Partial Mode (Overview)
Provide a prefix the model must continue from. Set the last message to role: "assistant" with the prefix and add extra_body={"partial": True}.
response = client.chat.completions.create(
model="kimi-k2.5",
messages=[
{"role": "user", "content": "Write a fibonacci function."},
{"role": "assistant", "content": "def fibonacci(n):\n "},
],
extra_body={"partial": True},
temperature=0.6,
)
Useful for code completion, structured output prefixes, constrained generation. See references/advanced-features.md.
Streaming (Overview)
Enable token-by-token output with stream=True.
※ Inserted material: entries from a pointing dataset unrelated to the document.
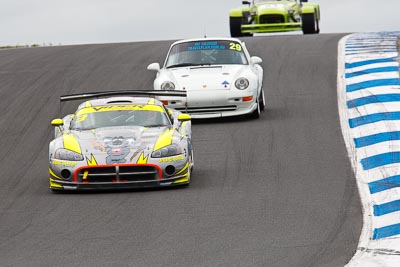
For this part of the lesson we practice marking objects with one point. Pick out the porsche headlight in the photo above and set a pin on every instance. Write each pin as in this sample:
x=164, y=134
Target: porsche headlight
x=65, y=154
x=168, y=151
x=242, y=83
x=168, y=86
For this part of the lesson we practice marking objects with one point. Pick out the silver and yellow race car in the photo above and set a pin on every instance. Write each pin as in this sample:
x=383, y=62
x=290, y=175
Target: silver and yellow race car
x=120, y=140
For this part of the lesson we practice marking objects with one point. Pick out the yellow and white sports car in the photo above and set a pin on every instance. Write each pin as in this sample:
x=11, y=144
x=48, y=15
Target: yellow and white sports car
x=120, y=140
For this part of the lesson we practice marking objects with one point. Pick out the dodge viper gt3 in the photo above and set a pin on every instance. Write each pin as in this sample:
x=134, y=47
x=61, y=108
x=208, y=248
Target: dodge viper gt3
x=219, y=75
x=263, y=16
x=120, y=141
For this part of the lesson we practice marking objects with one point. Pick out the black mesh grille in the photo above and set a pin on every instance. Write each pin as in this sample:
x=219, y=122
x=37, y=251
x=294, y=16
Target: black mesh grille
x=117, y=173
x=207, y=109
x=266, y=19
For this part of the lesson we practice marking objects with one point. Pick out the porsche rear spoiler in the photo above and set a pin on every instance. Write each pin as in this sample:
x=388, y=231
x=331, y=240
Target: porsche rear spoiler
x=64, y=98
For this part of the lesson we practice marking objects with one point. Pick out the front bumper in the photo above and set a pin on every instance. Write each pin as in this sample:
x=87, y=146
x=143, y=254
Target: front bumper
x=123, y=176
x=213, y=103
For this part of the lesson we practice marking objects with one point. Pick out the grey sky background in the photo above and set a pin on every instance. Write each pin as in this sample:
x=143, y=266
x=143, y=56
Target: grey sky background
x=27, y=22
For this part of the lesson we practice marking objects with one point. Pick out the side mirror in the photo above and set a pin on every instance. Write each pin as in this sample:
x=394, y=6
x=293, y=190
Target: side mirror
x=255, y=60
x=154, y=66
x=184, y=117
x=57, y=122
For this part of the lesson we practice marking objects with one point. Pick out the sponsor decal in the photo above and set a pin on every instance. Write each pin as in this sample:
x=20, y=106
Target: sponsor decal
x=206, y=46
x=171, y=159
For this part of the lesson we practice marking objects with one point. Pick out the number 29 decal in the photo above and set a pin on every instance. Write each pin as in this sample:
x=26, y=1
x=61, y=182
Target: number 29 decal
x=235, y=46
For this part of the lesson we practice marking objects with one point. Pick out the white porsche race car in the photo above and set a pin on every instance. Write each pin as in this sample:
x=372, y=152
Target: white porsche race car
x=219, y=75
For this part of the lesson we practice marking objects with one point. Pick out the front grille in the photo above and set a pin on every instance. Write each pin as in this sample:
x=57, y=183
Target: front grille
x=266, y=19
x=193, y=110
x=118, y=173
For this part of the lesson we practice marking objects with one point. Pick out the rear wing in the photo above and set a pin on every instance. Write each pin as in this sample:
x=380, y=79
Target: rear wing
x=150, y=93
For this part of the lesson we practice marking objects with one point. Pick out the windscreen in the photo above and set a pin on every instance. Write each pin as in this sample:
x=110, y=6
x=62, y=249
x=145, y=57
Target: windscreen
x=87, y=119
x=214, y=52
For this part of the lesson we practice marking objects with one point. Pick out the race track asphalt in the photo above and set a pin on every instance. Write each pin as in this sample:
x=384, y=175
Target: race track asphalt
x=278, y=191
In thinking mode, reasoning_content appears in delta chunks before content chunks.
stream = client.chat.completions.create(
model="kimi-k2.5",
messages=[{"role": "user", "content": "Write a short story."}],
stream=True,
temperature=0.6,
)
for chunk in stream:
if chunk.choices[0].delta.content:
print(chunk.choices[0].delta.content, end="", flush=True)
See references/streaming.md for thinking-mode streaming, tool-call streaming, and auto-reconnect patterns.
Web Search (Overview)
Enable built-in internet search with the $web_search tool (~$0.005/call). The model autonomously decides when to search.
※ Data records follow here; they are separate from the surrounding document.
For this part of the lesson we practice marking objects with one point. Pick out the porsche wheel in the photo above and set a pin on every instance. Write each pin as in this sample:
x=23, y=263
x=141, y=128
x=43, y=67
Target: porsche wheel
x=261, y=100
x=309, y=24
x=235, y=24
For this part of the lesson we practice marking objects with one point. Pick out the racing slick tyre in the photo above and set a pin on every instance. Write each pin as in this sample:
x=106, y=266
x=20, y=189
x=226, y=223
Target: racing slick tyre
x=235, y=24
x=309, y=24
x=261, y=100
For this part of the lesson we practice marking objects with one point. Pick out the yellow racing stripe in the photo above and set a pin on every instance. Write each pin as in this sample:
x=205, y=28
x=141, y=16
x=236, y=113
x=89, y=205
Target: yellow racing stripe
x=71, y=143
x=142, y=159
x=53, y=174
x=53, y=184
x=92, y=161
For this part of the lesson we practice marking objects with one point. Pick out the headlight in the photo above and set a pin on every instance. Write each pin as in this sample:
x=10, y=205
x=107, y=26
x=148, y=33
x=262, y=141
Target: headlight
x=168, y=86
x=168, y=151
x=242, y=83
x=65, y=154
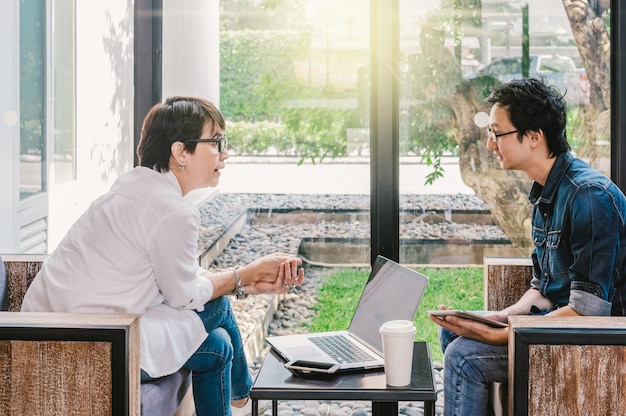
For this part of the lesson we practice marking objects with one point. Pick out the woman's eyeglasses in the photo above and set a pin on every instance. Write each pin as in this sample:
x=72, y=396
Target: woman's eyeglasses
x=221, y=142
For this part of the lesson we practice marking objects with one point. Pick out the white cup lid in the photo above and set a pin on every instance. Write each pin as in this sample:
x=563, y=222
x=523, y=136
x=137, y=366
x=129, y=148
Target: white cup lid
x=399, y=326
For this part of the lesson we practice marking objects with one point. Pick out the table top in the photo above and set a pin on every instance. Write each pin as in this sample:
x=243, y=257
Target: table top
x=274, y=382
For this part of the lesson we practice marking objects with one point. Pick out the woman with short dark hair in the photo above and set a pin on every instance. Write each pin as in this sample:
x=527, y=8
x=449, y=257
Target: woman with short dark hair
x=135, y=251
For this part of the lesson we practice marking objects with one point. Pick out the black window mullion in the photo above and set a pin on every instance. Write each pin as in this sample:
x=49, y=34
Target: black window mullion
x=384, y=129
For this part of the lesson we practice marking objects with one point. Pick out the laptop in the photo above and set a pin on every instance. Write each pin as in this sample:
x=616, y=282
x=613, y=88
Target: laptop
x=391, y=292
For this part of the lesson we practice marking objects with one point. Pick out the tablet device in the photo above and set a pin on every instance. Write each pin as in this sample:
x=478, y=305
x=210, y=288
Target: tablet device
x=468, y=315
x=303, y=368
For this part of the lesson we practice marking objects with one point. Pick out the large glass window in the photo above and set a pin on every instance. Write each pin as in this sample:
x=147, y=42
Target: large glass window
x=452, y=53
x=32, y=97
x=294, y=89
x=64, y=91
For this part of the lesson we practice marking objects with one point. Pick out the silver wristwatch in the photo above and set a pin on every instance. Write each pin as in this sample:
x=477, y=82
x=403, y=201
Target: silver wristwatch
x=240, y=290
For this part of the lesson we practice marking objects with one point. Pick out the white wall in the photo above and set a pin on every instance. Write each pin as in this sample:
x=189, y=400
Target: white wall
x=105, y=99
x=191, y=58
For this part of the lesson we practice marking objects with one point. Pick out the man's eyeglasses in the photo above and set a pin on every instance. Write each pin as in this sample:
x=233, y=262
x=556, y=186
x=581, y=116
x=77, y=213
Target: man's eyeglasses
x=494, y=137
x=221, y=142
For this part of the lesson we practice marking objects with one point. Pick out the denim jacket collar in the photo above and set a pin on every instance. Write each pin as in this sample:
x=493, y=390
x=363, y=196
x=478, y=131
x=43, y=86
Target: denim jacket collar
x=545, y=194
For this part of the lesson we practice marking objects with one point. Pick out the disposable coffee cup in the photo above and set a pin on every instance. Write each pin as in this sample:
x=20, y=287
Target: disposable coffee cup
x=397, y=337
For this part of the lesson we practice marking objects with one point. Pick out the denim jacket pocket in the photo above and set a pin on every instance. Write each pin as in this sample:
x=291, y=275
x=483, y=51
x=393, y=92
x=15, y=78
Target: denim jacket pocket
x=557, y=265
x=539, y=237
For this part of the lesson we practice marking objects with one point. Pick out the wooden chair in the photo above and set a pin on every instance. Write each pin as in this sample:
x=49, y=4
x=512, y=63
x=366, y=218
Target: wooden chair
x=557, y=366
x=75, y=364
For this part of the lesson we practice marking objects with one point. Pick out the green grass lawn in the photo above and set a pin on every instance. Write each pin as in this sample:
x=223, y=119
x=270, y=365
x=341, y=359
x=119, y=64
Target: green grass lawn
x=461, y=288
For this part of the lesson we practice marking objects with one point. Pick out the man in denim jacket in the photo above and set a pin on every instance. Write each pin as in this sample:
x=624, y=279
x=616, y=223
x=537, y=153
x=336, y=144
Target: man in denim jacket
x=579, y=234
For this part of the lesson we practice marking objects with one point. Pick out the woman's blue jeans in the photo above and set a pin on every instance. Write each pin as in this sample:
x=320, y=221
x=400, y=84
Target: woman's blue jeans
x=469, y=368
x=219, y=369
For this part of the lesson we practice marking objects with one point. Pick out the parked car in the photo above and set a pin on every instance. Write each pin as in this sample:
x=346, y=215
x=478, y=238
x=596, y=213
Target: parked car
x=558, y=70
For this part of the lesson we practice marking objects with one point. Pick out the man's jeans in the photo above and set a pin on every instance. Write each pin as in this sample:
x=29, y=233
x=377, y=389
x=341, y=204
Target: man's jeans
x=219, y=369
x=468, y=370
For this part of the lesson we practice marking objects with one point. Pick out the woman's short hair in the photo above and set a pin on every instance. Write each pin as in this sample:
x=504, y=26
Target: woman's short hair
x=533, y=105
x=174, y=120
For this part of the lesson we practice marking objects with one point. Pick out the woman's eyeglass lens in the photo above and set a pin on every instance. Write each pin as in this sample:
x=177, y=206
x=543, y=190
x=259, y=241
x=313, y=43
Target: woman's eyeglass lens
x=221, y=142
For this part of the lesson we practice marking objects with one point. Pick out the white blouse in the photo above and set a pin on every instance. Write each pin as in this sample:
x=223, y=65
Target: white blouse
x=133, y=251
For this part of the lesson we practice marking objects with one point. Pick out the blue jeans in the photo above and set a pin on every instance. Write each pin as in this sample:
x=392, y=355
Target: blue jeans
x=219, y=370
x=469, y=368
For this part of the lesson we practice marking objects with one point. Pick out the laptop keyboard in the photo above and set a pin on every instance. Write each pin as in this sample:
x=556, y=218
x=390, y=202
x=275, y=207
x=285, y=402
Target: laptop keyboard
x=341, y=349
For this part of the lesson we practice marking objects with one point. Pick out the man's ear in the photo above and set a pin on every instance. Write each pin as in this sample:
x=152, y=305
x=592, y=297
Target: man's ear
x=536, y=137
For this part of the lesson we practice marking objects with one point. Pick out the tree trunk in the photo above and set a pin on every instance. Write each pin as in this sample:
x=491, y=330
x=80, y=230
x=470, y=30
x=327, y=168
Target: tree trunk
x=504, y=192
x=592, y=38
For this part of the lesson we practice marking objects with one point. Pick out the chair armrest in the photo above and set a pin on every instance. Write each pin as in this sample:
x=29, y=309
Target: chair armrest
x=567, y=365
x=506, y=279
x=60, y=363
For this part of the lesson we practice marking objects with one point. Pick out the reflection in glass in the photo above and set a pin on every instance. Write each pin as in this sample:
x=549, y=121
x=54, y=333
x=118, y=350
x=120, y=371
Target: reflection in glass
x=32, y=97
x=452, y=54
x=295, y=89
x=64, y=91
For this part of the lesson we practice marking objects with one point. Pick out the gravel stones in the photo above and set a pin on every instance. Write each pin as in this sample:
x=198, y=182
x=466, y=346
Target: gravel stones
x=296, y=309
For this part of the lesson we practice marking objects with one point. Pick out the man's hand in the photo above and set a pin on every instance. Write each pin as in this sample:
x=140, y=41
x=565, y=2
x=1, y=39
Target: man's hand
x=475, y=330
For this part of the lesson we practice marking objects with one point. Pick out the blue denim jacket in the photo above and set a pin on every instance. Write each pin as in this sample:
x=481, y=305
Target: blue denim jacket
x=579, y=237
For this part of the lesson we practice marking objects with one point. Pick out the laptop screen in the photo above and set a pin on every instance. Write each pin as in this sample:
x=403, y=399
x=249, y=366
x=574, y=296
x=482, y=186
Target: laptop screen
x=392, y=292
response = client.chat.completions.create(
model="kimi-k2.5",
messages=[{"role": "user", "content": "Latest quantum computing news?"}],
tools=[{"type": "builtin_function", "function": {"name": "$web_search"}}],
tool_choice="auto",
temperature=0.6,
)
Multimodal Input (Overview)
Kimi K2.5 natively processes images and video. Use image_url or video_url content types in messages.
response = client.chat.completions.create(
model="kimi-k2.5",
messages=[{
"role": "user",
"content": [
{"type": "text", "text": "What's in this image?"},
{"type": "image_url", "image_url": {"url": "https://example.com/photo.jpg"}},
],
}],
temperature=0.6,
)
Supports URL and base64 for images (JPG/PNG/GIF/WEBP) and video (MP4). Kimi K2.5 excels at converting wireframes/mockups into code. See references/advanced-features.md for video input and base64 examples.
Multi-Turn Conversations
Accumulate messages across turns. The 256K context window handles long conversations, but implement sliding window or summarization for very long sessions.
messages = [{"role": "system", "content": "You are Kimi, a helpful assistant."}]
def chat(user_input: str) -> str:
messages.append({"role": "user", "content": user_input})
response = client.chat.completions.create(
model="kimi-k2.5", messages=messages, temperature=0.6, max_tokens=4096,
)
reply = response.choices[0].message.content
messages.append({"role": "assistant", "content": reply})
return reply
Best Practices
- Choose the right mode: Instant for simple tasks (60–75% token savings), thinking only when reasoning quality matters
- Temperature: 0.6 instant, 1.0 thinking, top_p 0.95 for both
- Streaming for user-facing apps to reduce perceived latency
- Retries with exponential backoff for production (see
references/advanced-features.md) - Monitor tokens via the
usagefield in responses - JSON mode for structured extraction instead of parsing free text
- Partial mode for code completion and constrained generation
Migration from OpenAI
Minimal changes — swap base_url and model:
# OpenAI → Kimi
client = OpenAI(api_key="moonshot-key", base_url="https://api.moonshot.ai/v1")
response = client.chat.completions.create(model="kimi-k2.5", ...)
Key differences: temperature range 0–1 (not 0–2), reasoning_content in thinking mode, extra_body for instant/partial modes, $web_search built-in tool, native video input. See references/advanced-features.md for full migration notes.